ICW mencatat sejak pemerintah menggelontorkan dana desa pada 2015, tren kasus korupsi di pemerintahan desa meningkat.
Berdasar catatan ICW, pada 2016, jumlah kasus korupsi di desa sebanyak 17 kasus dengan 22 tersangka. Enam tahun kemudian, pada 2022, jumlah kasusnya melonjak drastis 155 kasus dengan 252 tersangka.
Kerugian negara mencapai lebih dari Rp381 miliar. Praktik suap-menyuap dan pungli di sektor desa mencapai Rp2,7 miliar.
ICW menyebut, terdapat lima titik celah yang biasa dimanfaatkan aparat desa untuk mengorupsi dana desa, yaitu:
- Proses perencanaan,
- Proses perencanaan pelaksanaan (nepotisme dan tidak transparan),
- Proses pengadaan barang dan jasa dalam konteks penyaluran dan pengelolaan dana desa (mark up, fiktif, dan tidak transparan),
- Proses pertanggungjawaban (fiktif), dan
- Proses monitoring dan evaluasi (formalitas, administratif, dan telat deteksi korupsi).
Karena itu, partisiasi masyarakat dalam pengawasan dana desa sangat diperlukan. Masyarakat berhak meminta informasi di desa terkait pengelolaan keuangan desa.

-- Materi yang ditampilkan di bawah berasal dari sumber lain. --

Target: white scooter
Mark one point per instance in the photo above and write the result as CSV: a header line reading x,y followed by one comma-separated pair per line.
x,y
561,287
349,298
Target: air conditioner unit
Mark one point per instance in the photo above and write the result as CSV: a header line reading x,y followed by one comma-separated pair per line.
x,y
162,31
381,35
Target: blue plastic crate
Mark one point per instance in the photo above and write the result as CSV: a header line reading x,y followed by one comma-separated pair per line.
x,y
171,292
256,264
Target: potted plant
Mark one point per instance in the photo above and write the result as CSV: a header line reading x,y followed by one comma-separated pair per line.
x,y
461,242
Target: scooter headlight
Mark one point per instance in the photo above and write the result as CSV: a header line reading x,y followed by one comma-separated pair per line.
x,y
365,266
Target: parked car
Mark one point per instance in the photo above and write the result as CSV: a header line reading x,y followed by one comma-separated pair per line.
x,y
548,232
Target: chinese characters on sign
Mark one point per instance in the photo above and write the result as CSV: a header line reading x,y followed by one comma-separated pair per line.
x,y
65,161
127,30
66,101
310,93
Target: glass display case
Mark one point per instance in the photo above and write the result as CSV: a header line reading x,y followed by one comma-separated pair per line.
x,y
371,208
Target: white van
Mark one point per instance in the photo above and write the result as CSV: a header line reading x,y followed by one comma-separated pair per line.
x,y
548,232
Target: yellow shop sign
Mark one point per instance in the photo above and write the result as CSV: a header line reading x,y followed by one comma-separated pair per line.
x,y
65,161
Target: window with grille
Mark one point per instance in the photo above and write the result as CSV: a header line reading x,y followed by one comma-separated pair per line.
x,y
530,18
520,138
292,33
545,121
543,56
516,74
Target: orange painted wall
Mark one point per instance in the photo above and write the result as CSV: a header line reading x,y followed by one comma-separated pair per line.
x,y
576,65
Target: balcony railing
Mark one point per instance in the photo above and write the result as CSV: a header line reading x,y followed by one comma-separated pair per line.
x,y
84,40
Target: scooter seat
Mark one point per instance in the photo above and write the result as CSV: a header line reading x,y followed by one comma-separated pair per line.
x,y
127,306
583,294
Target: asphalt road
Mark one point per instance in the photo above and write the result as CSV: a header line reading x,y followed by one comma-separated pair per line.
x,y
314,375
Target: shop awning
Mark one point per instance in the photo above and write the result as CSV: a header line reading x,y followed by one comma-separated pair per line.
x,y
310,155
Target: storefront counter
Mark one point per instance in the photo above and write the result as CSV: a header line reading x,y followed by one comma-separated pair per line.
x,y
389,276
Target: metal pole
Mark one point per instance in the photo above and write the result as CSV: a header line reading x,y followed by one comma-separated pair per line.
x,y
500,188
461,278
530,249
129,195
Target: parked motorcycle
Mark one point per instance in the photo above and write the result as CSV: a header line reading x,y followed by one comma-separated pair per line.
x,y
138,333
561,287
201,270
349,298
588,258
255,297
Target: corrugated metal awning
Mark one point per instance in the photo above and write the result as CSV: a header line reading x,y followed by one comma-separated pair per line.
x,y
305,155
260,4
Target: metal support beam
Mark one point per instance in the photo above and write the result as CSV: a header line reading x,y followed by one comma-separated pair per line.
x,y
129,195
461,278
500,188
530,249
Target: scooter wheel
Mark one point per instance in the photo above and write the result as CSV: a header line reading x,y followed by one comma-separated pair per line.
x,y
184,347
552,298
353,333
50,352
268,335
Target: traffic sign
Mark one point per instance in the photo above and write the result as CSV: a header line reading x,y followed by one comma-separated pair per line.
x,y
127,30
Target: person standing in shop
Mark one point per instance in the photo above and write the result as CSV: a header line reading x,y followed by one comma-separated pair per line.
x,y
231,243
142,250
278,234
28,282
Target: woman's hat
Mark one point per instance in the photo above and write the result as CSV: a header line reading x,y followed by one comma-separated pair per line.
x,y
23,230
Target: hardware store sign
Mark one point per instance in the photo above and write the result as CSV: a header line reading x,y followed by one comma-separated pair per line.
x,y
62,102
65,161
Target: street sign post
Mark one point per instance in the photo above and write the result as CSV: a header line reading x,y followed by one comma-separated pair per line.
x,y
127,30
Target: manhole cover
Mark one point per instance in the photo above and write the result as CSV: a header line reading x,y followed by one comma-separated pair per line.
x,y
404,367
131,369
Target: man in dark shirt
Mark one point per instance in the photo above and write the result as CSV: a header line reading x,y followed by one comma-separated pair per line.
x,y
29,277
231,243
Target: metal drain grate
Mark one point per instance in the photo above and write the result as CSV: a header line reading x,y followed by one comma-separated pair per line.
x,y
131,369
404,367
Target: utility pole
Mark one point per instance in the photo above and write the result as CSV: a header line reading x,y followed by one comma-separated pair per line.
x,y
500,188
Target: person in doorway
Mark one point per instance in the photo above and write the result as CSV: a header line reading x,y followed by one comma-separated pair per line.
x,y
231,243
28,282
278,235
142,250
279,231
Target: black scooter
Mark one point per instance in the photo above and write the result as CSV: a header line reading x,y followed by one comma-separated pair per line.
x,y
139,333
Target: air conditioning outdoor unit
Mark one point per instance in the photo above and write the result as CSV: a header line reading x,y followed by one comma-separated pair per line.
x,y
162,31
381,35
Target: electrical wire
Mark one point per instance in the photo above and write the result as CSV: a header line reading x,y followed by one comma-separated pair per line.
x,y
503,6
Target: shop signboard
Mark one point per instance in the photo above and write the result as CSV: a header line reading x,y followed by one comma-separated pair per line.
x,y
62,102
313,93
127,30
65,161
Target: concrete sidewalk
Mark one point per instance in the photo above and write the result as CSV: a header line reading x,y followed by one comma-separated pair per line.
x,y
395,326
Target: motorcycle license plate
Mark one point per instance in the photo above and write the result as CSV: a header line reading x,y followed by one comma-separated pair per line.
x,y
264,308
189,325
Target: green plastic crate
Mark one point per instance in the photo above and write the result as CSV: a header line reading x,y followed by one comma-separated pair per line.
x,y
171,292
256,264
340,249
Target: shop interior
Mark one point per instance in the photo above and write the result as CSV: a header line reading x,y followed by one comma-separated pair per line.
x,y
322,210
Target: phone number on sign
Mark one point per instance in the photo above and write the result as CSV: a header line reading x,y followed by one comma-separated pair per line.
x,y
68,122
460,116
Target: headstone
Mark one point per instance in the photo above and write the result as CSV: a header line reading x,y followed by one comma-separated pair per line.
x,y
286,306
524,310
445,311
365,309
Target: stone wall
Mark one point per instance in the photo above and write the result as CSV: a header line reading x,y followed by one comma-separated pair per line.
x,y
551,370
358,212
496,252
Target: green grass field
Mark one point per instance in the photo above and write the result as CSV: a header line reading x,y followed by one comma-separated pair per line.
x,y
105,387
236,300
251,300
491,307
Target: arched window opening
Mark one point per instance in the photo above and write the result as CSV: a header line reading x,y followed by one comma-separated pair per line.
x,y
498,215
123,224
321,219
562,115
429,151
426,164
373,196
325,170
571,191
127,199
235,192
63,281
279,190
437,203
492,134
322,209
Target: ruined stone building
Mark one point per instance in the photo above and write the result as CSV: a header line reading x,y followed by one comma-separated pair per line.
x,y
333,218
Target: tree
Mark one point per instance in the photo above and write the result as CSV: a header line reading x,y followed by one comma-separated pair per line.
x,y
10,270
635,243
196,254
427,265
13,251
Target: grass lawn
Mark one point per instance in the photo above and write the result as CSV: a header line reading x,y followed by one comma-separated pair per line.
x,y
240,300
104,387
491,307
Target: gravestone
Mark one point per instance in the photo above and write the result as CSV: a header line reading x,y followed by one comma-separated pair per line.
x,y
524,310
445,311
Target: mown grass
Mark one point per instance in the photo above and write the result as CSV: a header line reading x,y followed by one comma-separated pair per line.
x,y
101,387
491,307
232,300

Hal itu selaras dengan Undang-Undang Nomor 6 tahun 2014 tentang Desa, bertujuan melaksanakan fungsi-fungsi pelayanan publik dan kesejahteraan umum, maka masyarakat berhak mengawasi pelayanan publik di desa termasuk pengelolaan keuangan desa.
Pengawasan masyarakat terhadap pengelolaan dana desa dapat dilakukan dalam bentuk meminta informasi terkait Anggaran Pendapatan dan Belanja Desa (APBDes) dan lampirannya.

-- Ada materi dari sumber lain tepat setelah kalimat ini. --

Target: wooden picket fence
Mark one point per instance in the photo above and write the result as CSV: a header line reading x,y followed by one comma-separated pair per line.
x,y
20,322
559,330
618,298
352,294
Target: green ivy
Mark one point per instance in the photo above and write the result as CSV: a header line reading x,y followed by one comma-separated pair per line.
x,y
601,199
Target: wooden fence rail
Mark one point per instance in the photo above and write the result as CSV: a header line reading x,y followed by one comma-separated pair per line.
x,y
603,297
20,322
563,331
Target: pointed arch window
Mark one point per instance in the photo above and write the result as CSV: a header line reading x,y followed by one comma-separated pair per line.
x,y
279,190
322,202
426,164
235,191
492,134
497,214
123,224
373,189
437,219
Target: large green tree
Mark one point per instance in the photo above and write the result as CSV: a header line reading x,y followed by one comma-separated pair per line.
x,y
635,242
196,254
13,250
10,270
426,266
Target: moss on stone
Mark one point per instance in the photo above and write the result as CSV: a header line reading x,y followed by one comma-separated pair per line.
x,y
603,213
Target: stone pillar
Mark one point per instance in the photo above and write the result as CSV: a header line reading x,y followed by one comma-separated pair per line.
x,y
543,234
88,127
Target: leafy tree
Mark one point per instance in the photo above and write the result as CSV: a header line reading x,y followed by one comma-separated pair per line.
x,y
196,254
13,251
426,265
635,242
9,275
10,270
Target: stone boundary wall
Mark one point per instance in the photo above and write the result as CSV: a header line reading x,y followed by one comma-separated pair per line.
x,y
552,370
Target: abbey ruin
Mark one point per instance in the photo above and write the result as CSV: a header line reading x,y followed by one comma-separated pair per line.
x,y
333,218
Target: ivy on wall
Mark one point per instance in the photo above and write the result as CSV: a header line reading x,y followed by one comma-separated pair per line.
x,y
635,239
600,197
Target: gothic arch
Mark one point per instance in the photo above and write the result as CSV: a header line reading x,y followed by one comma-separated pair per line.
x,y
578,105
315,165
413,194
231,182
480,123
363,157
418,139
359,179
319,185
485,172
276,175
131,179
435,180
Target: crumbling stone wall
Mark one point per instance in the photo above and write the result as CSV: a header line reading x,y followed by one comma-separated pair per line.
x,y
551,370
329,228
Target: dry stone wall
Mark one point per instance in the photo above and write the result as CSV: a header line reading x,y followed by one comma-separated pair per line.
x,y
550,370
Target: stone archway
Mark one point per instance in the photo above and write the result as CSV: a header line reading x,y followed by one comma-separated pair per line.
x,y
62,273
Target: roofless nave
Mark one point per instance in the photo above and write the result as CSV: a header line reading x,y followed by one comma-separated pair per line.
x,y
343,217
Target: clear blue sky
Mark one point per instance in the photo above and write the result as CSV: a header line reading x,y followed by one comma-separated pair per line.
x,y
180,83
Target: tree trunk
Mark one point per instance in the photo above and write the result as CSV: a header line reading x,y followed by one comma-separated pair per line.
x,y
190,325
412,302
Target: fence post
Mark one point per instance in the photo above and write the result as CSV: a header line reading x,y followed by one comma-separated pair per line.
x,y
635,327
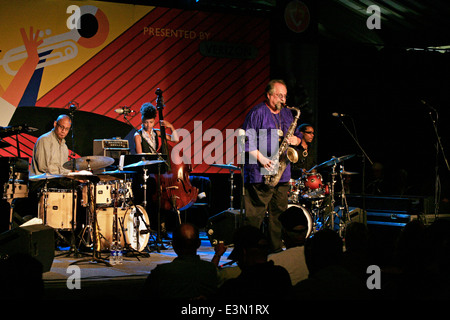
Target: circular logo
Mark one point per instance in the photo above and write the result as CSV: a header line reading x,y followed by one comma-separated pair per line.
x,y
296,16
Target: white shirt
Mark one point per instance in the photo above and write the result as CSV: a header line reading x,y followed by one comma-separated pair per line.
x,y
293,260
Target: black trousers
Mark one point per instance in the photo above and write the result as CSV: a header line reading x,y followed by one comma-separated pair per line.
x,y
259,199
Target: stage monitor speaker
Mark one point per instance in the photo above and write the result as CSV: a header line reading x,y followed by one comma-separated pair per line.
x,y
222,226
36,240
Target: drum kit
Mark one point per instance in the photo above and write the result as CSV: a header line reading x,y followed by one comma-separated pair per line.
x,y
316,199
111,215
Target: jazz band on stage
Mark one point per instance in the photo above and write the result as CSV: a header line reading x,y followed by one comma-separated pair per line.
x,y
117,198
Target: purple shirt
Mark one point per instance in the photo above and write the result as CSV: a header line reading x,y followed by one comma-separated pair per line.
x,y
261,127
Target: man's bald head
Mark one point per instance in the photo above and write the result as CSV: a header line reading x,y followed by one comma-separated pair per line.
x,y
186,239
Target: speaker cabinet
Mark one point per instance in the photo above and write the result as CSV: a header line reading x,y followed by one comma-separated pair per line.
x,y
222,226
36,240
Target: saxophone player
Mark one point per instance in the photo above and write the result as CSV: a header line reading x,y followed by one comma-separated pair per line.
x,y
266,124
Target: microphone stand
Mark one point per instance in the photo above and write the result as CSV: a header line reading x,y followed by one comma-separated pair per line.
x,y
439,147
73,249
365,156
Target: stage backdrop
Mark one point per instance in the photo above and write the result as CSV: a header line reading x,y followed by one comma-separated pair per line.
x,y
99,57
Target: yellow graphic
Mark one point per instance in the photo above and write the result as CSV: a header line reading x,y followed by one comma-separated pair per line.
x,y
43,24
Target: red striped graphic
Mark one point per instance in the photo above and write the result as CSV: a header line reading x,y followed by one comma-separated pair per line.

Masyarakat juga dapat melakukan pengawasan terhadap perencanaan dan kualitas proyek-proyek yang dikerjakan dengan menggunakan dana desa, baik secara perorangan maupun melalui Badan Perwakilan Desa (BPD).

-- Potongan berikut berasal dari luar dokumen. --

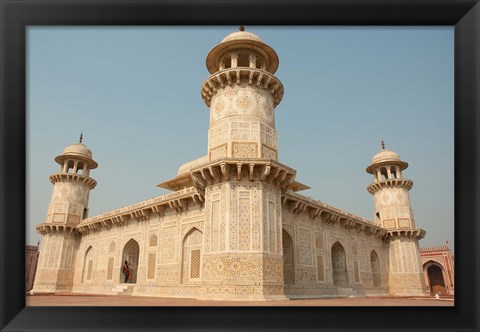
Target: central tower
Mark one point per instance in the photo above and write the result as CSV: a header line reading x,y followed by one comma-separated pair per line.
x,y
241,179
242,93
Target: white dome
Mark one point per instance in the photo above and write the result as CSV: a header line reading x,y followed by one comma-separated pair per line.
x,y
385,155
241,35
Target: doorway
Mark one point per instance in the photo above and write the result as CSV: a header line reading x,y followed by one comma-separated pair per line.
x,y
130,254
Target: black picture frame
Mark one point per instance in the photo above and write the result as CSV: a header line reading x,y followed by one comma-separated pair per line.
x,y
16,15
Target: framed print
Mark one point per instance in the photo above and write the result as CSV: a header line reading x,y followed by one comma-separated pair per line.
x,y
261,186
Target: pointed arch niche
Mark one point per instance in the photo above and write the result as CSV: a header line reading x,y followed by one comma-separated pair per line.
x,y
131,251
288,263
87,271
375,264
192,256
339,265
436,278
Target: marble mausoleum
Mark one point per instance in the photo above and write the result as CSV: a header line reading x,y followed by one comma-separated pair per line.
x,y
235,225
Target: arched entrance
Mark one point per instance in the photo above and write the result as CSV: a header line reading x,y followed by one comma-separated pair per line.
x,y
436,280
339,265
130,254
87,271
192,258
288,266
375,263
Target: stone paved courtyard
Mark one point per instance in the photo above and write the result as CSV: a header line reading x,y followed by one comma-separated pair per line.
x,y
105,300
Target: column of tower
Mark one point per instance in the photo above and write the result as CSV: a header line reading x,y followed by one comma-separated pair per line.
x,y
243,181
68,206
393,212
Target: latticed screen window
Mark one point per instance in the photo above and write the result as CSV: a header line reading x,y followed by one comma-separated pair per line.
x,y
357,271
89,271
320,271
195,263
110,269
152,258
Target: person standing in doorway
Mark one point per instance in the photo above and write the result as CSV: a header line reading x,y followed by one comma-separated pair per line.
x,y
126,272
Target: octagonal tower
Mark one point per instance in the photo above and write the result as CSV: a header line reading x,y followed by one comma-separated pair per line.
x,y
68,206
393,212
242,93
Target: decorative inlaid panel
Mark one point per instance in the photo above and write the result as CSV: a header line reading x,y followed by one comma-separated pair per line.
x,y
319,242
218,152
244,150
110,268
152,263
320,268
242,267
403,223
58,217
268,153
215,240
356,270
169,240
389,223
244,220
272,223
304,246
195,264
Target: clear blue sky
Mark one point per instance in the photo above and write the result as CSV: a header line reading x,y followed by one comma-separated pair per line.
x,y
135,94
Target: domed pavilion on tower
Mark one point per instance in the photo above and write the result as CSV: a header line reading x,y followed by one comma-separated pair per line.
x,y
235,225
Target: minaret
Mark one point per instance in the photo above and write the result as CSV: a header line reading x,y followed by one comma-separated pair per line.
x,y
240,178
393,212
68,206
242,93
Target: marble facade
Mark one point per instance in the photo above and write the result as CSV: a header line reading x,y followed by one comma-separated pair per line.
x,y
235,225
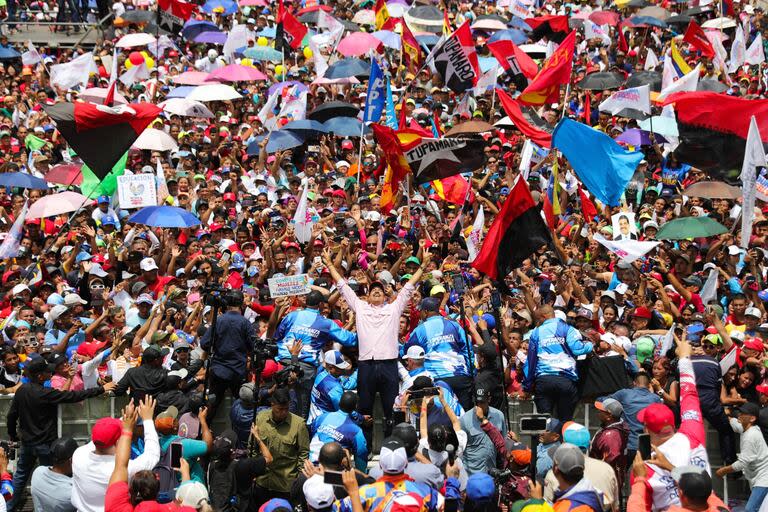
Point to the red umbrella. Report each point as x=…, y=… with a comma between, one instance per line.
x=65, y=174
x=604, y=17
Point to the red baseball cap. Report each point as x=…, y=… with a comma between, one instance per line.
x=106, y=432
x=657, y=418
x=642, y=312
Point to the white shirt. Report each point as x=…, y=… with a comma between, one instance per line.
x=91, y=472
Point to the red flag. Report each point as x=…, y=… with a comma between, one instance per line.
x=545, y=88
x=512, y=108
x=694, y=35
x=513, y=59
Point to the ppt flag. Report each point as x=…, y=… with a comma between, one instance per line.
x=605, y=169
x=374, y=102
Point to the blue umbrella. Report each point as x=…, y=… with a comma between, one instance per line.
x=181, y=91
x=229, y=6
x=263, y=53
x=280, y=141
x=347, y=68
x=647, y=20
x=22, y=180
x=511, y=34
x=194, y=28
x=345, y=126
x=164, y=217
x=7, y=53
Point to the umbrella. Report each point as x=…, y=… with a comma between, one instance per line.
x=654, y=12
x=237, y=73
x=604, y=17
x=56, y=204
x=65, y=174
x=8, y=53
x=225, y=7
x=134, y=40
x=344, y=126
x=214, y=92
x=709, y=84
x=138, y=16
x=364, y=17
x=690, y=227
x=193, y=28
x=646, y=21
x=155, y=140
x=651, y=78
x=511, y=34
x=263, y=53
x=358, y=43
x=719, y=23
x=348, y=67
x=191, y=78
x=713, y=190
x=164, y=217
x=180, y=92
x=636, y=137
x=185, y=107
x=469, y=127
x=280, y=140
x=333, y=109
x=97, y=95
x=305, y=127
x=22, y=180
x=489, y=25
x=600, y=81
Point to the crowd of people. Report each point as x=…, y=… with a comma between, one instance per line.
x=662, y=335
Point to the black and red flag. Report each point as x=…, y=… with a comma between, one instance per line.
x=517, y=232
x=101, y=135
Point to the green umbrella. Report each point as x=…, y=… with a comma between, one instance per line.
x=690, y=227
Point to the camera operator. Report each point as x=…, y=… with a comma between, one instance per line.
x=234, y=344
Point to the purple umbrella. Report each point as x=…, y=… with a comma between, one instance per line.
x=637, y=137
x=212, y=38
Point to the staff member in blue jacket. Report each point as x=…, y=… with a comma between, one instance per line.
x=314, y=331
x=550, y=369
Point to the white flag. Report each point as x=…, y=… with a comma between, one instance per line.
x=162, y=186
x=754, y=162
x=651, y=61
x=627, y=250
x=31, y=56
x=476, y=235
x=687, y=82
x=738, y=51
x=755, y=52
x=10, y=246
x=302, y=219
x=74, y=73
x=638, y=98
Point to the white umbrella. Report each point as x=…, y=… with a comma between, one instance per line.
x=155, y=140
x=719, y=23
x=97, y=95
x=134, y=40
x=214, y=92
x=56, y=204
x=185, y=107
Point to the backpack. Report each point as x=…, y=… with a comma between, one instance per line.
x=166, y=476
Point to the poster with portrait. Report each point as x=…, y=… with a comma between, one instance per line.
x=624, y=227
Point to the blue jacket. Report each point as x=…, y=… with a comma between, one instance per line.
x=313, y=330
x=340, y=427
x=445, y=344
x=552, y=350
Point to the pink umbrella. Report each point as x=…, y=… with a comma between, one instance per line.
x=65, y=174
x=358, y=43
x=191, y=78
x=237, y=73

Pengawasan yang dilakukan masyarakat, menurut Ombudsman RI, hendaknya tidak dianggap sebagai penghambat pembangunan desa.
Menurut Ombudsman RI, pengawasan yang dilakukan oleh masyarakat hakekatnya adalah dalam rangka perbaikan pelayanan pada masyarakat, agar pemerintah desa dipercaya masyarakat.
Karena itu, para kepala desa diharapkan tidak alergi terhadap pengawasan dana desa yang dilakukan oleh masyarakat. Tidak dibenarkan jika kemudian pihak desa berupaya membalas pengawasan warga tersebut dengan tidak melayani atau tindakan lain yang tidak dibenarkan undang-undang.
Ombudsman RI menegaskan, desa wajib menyediakan, memberikan dan/atau menerbitkan Informasi Publik yang berada di bawah kewenangannya kepada masyarakat.
Ketentuan tentang masyarakat berhak meminta dan mendapatkan informasi dari Pemerintah Desa, diatur dalam Pasal 68 ayat (1) huruf (a) Undang-Undang Nomor 6 tahun 2014 tentang Desa.
Pada Pasal 68 ayat (1) huruf (a) Undang-Undang Nomor 6 tahun 2014 tentang Desa, juga diatur tentang peran serta masyarakat dalam mengawasi kegiatan penyelenggaraan Pemerintahan Desa, pelaksanaan pembangunan desa, pembinaan kemasyarakatan desa, dan pemberdayaan masyarakat desa.
"Dalam melaksanakan tugas Kepala Desa berkewajiban melaksanakan prinsip tata Pemerintahan Desa yang akuntabel, transparan, profesional, efektif dan efisien, bersih, serta bebas dari kolusi, korupsi, dan nepotisme serta memberikan informasi kepada masyarakat desa sebagaimana diatur Pasal 26 ayat (4) huruf (f) dan huruf (p)," jelas Ombudsman RI.